I suggest using a left join
to accomplish this. This will maintain the order corresponding to your list of index values. (And it is quite performant.)
For example, let's start with this shuffled DataFrame.
nbr_rows = 30_000_000
df = pl.DataFrame({
'c1': pl.arange(0, nbr_rows, eager=True).shuffle(2),
'c2': pl.arange(0, nbr_rows, eager=True).shuffle(3),
})
df
shape: (30000000, 2)
┌──────────┬──────────┐
│ c1 ┆ c2 │
│ --- ┆ --- │
│ i64 ┆ i64 │
╞══════════╪══════════╡
│ 4052015 ┆ 20642741 │
│ 7787054 ┆ 17007051 │
│ 20246150 ┆ 19445431 │
│ 1309992 ┆ 6495751 │
│ ... ┆ ... │
│ 10371090 ┆ 4791782 │
│ 26281644 ┆ 12350777 │
│ 6740626 ┆ 24888572 │
│ 22573405 ┆ 14885989 │
└──────────┴──────────┘
And these index values:
nbr_index_values = 10_000
s1 = pl.Series(name='c1', values=pl.arange(0, nbr_index_values, eager=True).shuffle())
s1
shape: (10000,)
Series: 'c1' [i64]
[
1754
6716
3485
7058
7216
1040
1832
3921
1639
6734
5560
7596
...
4243
4455
894
7806
9291
1883
9947
3309
2030
7731
4706
8528
8426
]
We now perform a left join
to obtain the rows corresponding to the index values. (Note that the list of index values is the left DataFrame in this join.)

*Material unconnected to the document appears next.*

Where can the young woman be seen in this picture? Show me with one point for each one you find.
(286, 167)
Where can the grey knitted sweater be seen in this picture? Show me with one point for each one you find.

start = time.perf_counter()
df2 = (
s1.to_frame()
.join(
df,
on='c1',
how='left'
)
)
print(time.perf_counter() - start)
df2
>>> print(time.perf_counter() - start)
0.8427023889998964
shape: (10000, 2)
┌──────┬──────────┐
│ c1 ┆ c2 │
│ --- ┆ --- │
│ i64 ┆ i64 │
╞══════╪══════════╡
│ 1754 ┆ 15734441 │
│ 6716 ┆ 20631535 │
│ 3485 ┆ 20199121 │
│ 7058 ┆ 15881128 │
│ ... ┆ ... │
│ 7731 ┆ 19420197 │
│ 4706 ┆ 16918008 │
│ 8528 ┆ 5278904 │
│ 8426 ┆ 18927935 │
└──────┴──────────┘
Notice how the rows are in the same order as the index values. We can verify this:
s1.series_equal(df2.get_column('c1'), strict=True)
>>> s1.series_equal(df2.get_column('c1'), strict=True)
True
And the performance is quite good. On my 32-core system, this takes less than a second.